I have little knowledge, and even less interest, in gardening. I can't even remember the number of the zone I live in (western New York). I need help.

Is there any plant that would pass for a 1:29 Lombardy Poplar? I have a narrow strip that would benefit from a row of tall, narrow trees. Scale-wise, I guess they'd be 15-20 inches tall. Probably about three inches in diameter. Preferably something that wouldn't die simply because Mr. Black Thumb just looked at them.

I remember, back when I was a kid in Buffalo, there was a stand of Lombardys that ran next to the NY Central yards along Rte. 20 (Broadway) in Sloan/Depew. Miles long. They'd be perfect for my needs, if Mom Nature made 'em in G.

JackM


----------



## Jerry Barnes (Jan 2, 2008)

Arbovitae would probably work good. About $5 at Walmart.


----------



## Doug C (Jan 14, 2008)

Is he not looking for scale size, not full size ! 


doug c


----------



## White Deer RR (May 15, 2009)

Perhaps a row of miniature evergreens would achieve close to the desired look? I'm not familiar with Wester New York, but if one could find a local nursery that stocks true miniatures and dwarfs, you might just find something that suits your fancy. While dwarf Alberta spruce are very popular, I have very limited space and the true miniatures supposedly have a ten year maturity height of around three feet. Well, those that survive the great Labrador retriever that eats tree will anyhow. 

I recently purchased a variety of true miniatures, including hemlock, Norway spruce and myrtle. The myrtle has tiny flowers. All of these miniatures are starting out tiny, perhaps ten inches high, by my estimate. 

One alleged benefit of the small stuff is that a "black thumb," as you put it, might be something of an advantage, as a failure to feed can be seen as deliberate.
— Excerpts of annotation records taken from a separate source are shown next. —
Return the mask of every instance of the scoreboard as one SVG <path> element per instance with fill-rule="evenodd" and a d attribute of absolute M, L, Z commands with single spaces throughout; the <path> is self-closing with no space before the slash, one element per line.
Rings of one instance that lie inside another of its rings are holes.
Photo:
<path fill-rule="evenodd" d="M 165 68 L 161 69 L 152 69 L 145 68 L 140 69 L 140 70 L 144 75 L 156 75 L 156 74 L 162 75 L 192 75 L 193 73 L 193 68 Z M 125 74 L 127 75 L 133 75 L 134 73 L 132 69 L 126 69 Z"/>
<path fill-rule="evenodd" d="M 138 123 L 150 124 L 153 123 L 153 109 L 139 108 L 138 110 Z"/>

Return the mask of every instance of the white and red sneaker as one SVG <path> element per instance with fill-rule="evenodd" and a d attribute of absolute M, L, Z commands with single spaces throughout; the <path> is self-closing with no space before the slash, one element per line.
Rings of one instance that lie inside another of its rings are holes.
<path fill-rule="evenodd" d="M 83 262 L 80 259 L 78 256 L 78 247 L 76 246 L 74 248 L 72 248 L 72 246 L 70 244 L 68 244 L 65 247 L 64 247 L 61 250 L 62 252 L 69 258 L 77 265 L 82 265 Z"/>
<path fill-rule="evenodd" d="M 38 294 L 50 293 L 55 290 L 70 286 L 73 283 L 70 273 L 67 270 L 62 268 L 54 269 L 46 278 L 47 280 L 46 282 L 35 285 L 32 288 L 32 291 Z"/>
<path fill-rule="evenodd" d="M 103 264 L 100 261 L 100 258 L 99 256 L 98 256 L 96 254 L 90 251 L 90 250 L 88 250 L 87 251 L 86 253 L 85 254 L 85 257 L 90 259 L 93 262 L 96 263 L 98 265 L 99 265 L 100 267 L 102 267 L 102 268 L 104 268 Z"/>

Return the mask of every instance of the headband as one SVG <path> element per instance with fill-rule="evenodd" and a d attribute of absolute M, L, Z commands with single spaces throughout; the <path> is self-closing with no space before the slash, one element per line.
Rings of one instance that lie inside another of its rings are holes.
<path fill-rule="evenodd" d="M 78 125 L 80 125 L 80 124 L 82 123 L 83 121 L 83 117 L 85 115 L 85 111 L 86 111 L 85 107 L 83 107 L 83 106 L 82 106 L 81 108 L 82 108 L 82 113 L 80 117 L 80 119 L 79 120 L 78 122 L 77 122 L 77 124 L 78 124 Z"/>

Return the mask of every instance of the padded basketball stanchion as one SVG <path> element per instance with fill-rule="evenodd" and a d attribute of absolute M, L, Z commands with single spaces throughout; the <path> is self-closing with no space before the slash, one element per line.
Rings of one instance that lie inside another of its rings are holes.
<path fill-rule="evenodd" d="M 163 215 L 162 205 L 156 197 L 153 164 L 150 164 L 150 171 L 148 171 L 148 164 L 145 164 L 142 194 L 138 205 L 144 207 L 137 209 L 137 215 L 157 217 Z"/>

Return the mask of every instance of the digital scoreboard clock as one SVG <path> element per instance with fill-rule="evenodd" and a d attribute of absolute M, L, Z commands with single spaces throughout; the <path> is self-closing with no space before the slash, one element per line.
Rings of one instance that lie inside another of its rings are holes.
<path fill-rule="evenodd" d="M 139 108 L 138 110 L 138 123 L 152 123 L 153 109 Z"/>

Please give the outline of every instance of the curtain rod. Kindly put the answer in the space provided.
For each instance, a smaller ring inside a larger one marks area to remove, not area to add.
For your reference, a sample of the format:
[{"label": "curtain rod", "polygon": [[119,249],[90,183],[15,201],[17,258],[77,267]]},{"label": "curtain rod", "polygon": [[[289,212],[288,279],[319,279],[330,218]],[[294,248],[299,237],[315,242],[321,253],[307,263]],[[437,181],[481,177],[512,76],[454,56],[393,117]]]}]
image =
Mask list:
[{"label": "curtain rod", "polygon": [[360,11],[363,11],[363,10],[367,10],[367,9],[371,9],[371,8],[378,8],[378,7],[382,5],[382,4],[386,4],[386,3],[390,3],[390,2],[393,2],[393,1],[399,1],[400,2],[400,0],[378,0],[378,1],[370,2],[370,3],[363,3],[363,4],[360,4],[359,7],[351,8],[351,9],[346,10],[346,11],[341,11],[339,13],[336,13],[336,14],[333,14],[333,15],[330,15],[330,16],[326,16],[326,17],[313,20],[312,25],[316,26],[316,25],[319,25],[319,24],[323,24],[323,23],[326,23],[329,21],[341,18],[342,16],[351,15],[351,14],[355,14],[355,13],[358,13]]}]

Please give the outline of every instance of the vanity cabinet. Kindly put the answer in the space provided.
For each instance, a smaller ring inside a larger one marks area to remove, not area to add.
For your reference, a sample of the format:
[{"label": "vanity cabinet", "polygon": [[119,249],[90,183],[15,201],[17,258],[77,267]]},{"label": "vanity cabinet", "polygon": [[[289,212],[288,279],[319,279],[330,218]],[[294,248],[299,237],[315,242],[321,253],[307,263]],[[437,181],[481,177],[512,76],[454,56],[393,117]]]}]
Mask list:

If you can dig a good hole, odds of success may be good. ;-) Good luck!


----------



## Jerry Barnes (Jan 2, 2008)

I just keep the Arbovitae trimmed down Doug, works great!


----------



## bvdrr (Jan 3, 2008)

I was just reading the latest issue of Garden Railways and there in the garden section was something called " Sky Pencil " Sure looked like a mineature Lombardy Poplar to me.If I was looking for the same I might look into this.
Fred


----------



## Nutz-n-Bolts (Aug 12, 2010)

I thought since we had a name we should also have a picture. 
Form some of the other images Google found it looks like this would need pruning to keep small like the arbovitae, but it looks pretty good.


----------